Figure 1.

Unbiased proteomics identify VHL protein level increase upon VHL inhibitor treatment.A, chemical structures of IOX2 and VH032. B, diagram depicting the workflow of tandem mass tag (TMT) labeling. HeLa cells were treated with 0.5% DMSO, 1% O₂ (hypoxia), 250 μM IOX2, and 250 μM VH032 for 24 h—in biological duplicate. Proteins were obtained by cell lysis, cleaned up, digested by trypsinization, and labeled with 10-plex TMT labeling reagent. Labeled peptides were combined, desalted, fractionated, and analyzed by MS. Red text indicates steps carried out at the protein level, and blue text indicates steps performed on peptides. C, scatter plot representation of relative protein abundances obtained for different treatment conditions compared with respective replicate of vehicle (DMSO)-treated cells, for a total of 8043 proteins quantified. The two axes are relative abundance (log2FC) from two different replicates in this experiment.
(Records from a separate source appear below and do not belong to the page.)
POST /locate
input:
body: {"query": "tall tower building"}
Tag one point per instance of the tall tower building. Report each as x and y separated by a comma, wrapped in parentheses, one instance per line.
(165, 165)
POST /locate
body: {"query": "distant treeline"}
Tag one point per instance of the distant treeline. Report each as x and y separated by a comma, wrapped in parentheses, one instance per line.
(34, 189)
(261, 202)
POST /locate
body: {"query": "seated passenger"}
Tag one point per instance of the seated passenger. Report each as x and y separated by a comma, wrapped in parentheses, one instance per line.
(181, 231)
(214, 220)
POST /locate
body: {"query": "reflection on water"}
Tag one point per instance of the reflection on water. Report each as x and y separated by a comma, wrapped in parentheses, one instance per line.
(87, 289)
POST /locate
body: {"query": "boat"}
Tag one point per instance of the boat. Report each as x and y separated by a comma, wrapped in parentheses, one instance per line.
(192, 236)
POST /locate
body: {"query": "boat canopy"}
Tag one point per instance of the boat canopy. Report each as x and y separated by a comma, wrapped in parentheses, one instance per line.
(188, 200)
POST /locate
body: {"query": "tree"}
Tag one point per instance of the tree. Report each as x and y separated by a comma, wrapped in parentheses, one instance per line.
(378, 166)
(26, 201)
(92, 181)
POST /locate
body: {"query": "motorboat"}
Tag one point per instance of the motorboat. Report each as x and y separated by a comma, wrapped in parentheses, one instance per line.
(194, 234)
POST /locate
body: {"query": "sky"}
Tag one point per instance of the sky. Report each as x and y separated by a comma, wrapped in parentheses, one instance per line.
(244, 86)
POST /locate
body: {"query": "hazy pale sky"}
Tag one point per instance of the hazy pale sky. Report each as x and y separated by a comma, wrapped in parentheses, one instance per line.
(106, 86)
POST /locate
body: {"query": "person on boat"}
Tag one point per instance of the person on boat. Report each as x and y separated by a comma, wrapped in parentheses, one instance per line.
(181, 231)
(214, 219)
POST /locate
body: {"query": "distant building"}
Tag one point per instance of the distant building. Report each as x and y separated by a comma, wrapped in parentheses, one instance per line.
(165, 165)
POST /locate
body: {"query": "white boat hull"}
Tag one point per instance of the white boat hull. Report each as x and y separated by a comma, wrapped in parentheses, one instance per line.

Red dots represent upregulated genes in both replicates (absolute fold-change difference to DMSO > 1.3), and blue dots represent downregulated genes in both replicates (absolute fold-change difference to DMSO < 0.7). Red line is the linear fit to the data. D, Venn diagrams depicting the number of upregulated genes and downregulated genes in the two replicates comparing the presence of hypoxia, IOX2, or VH032 to DMSO control. DMSO, dimethyl sulfoxide; VHL, Von Hippel–Lindau.